Ron Mueck at Mori Art Museum Exhibition Review
By Tom Baker
What are they thinking about? That woman lying in bed with her fingertips pensively on her cheek. That man in a boat, leaning to one side, peering ahead. That dispirited angel, slouching on a stool.
Each of these figures is the subject of a startlingly realistic sculpture by U.K.-based Australian artist Ron Mueck. They are part of a major exhibition of 11 of his works, presented in collaboration with the Fondation Cartier pour l’art contemporain, which runs through Sept. 23 at the Mori Art Museum in Roppongi, Tokyo.
Some of the sculptures seem to have begun with Mueck himself wondering what people were thinking. For example, he once noticed a woman with a baby waiting at an intersection near his studio, her arms weighed down with grocery bags. According to the exhibition catalog, he “sketched her on the back of a parking ticket.” This was the starting point for the sculpture “Woman with Shopping” (2013), in which the baby, bundled up inside the woman’s coat, looks up at her face while the woman stares somewhere ahead with tired eyes.
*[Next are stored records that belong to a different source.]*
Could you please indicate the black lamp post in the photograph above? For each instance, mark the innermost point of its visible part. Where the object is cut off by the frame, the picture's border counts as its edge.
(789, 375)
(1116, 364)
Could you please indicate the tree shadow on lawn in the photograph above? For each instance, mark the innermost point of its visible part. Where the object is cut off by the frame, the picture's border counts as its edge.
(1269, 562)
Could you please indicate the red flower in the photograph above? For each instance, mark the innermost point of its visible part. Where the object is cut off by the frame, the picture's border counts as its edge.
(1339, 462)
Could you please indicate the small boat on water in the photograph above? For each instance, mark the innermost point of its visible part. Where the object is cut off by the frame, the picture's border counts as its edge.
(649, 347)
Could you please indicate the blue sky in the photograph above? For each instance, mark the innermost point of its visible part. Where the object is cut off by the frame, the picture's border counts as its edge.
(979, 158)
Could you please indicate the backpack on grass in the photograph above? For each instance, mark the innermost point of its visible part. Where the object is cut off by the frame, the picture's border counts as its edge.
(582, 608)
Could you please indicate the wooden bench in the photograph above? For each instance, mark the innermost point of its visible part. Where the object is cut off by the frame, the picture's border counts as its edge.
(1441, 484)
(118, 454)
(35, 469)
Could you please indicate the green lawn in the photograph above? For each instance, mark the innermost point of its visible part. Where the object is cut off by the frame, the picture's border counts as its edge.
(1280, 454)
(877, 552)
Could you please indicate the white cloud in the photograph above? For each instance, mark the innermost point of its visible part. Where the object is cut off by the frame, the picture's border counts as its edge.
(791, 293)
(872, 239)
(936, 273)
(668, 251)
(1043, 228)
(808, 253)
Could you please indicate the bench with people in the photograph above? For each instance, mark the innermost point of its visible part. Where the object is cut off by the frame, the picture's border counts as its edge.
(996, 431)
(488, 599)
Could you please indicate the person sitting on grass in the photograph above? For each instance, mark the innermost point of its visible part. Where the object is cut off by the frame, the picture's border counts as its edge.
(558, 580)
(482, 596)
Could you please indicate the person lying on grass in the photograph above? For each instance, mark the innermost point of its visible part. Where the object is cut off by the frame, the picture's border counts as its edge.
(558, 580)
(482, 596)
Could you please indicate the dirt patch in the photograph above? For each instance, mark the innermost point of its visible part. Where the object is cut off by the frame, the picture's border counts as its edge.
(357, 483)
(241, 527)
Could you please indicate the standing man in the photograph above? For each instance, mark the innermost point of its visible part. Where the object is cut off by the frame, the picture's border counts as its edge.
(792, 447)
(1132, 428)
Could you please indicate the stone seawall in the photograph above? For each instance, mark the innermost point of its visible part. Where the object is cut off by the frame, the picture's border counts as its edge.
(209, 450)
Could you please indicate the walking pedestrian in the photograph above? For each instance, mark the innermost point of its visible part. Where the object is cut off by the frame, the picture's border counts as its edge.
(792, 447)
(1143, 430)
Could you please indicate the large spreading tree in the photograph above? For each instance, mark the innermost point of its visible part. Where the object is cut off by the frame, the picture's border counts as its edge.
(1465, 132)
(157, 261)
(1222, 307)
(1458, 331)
“I don’t feel Ron is telling us what they were thinking,” longtime Mueck collaborator Charlie Clarke, one of the show’s curators, said in a Japan News interview. “He invites us to think for ourselves. He’s recognizing a moment that seems to have some poignance that would provide an opportunity for people to stop and think … moments that otherwise just might pass by.”
It’s up to you, the viewer, to use your own imagination and experience to supply the figures’ stories.